From Jason Crotteau of Wyoming Tactical:
Shooting Performance F.I.D.C.
Las Cruses, NM
Dec. 4-8 
I have been teaching defensive firearms, and running my small company for a couple of years now, being both NRA certified, and a Combat Focus Shooting instructor, I know that I had the background, and in the case of CFS had been put through the grinder to get signed off. In my mind however, passing the test, and simply being “good enough” doesn’t cut it when it come to educating people in life and death skills. So I was looking for something more. This is when I came across Firearms Instructor Development Course (F.I.D.C.) taught by Mike Seeklander of Shooting Performance.
I had met Mike previously through mutual friends, and after talking with him, he was gracious enough to grant me a slot in a very difficult to attend class. Mike also had another instructor with him, Rich Brown, who had some incredible insights on public speaking and presentation. Rich is also an accomplished shooter in his own right.
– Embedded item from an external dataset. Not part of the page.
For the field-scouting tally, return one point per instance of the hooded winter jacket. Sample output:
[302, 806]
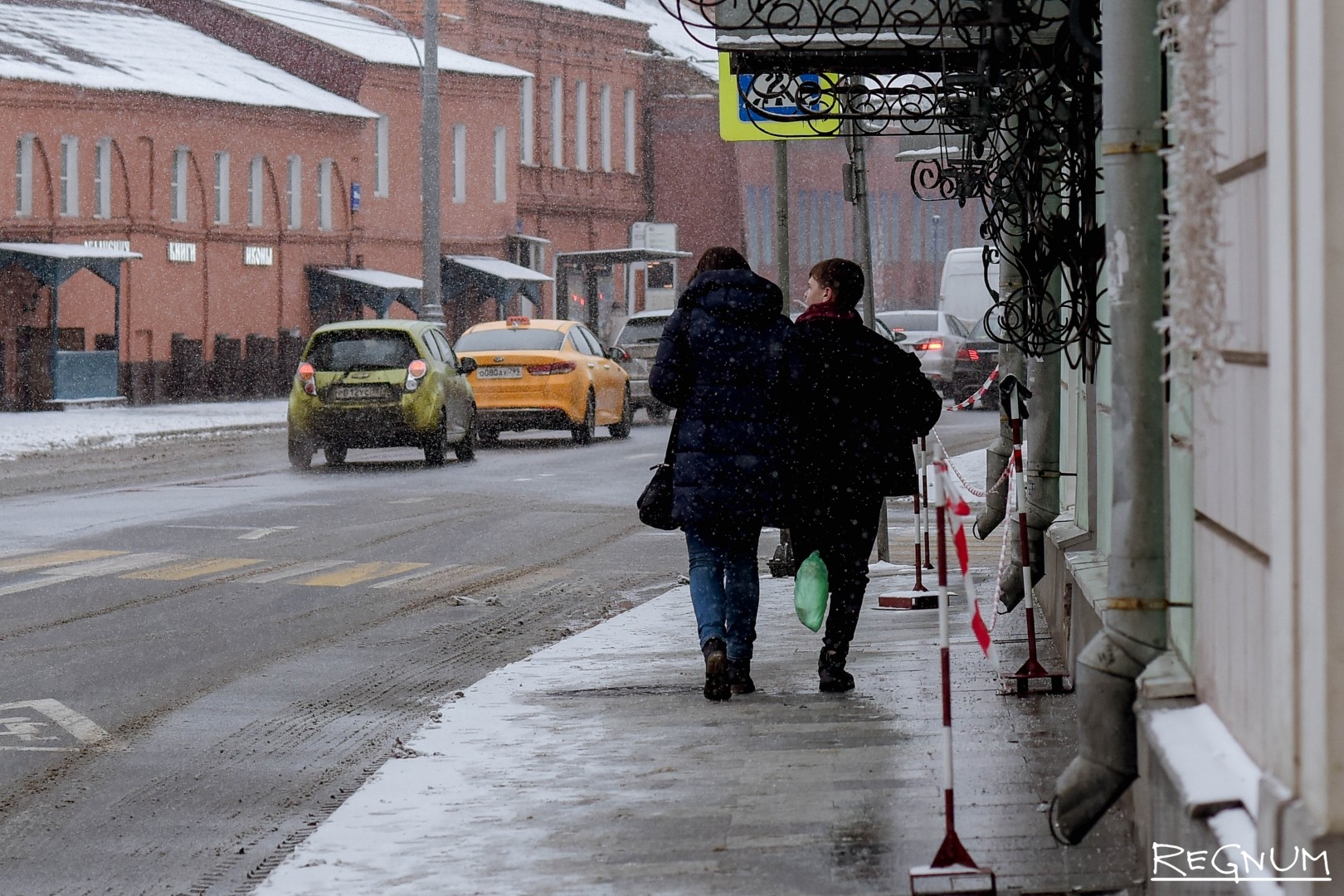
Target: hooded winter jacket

Using his critiques I was able to gain valuable insights into my own teaching style, and how to maximise my impact with students.
When I arrived on day one I understood why this course was so difficult to get into. I was one of fourteen other instructors, eleven of which were high level officers, and instructors for the Las Cruses Police Department and the Doña Ana County Sheriff’s Department. Half of these guys were SWAT officers, and one was a Grand Master level shooter. To say that I was intimidated would be sugar coating it.
I was absolutely determined to get everything out of this course that I could, so I put all of my focus into absorbing all the knowledge that was being thrown at us. I had heard the “drinking from the firehose” analogy before, and this class was no different. Just the focus was slightly different. This course wasn’t about teaching a specific program or method. It was primarily about HOW we teach. I would say that about sixty percent of the curriculum was about communication, and how to convey information to students. While we worked on our communication skills we were shown different methods for running students on a range, we talked about some of the factors that go into skill development, and learned a few tricks along the way.
A couple of takeaways for me were the structure templates that this course provided. Both in terms of how to develop a curriculum, and how to structure it into a understandable flow. This was of huge importance to me, as I have reached a point in my career where I am beginning to develop my own curriculum. The examples, and structures that we learned made this seemingly gargantuan task seem much more manageable. Secondly, we were shown a few different ways of running the line on the range. One of the best ways was making the line automatic. Giving the student a task and let them do the reps. As an instructor, this style gives you more freedom to watch for safety concerns, as well as more opportunities to coach students.
One of the biggest things that I left with is learning to teach, without a doctrine. Walking out with solutions for the problems that I have encountered as my training courses have grown. I remember doing a survey before Instructor Conference in September, and something that I listed as a weakness as an instructor was not dividing up my curriculum into small bite, or block. Something I could just pull out on demand.
Overall, the lessons on effective communication, especially as it relates to firearms training made a world of difference. It will make a big difference to the students as well.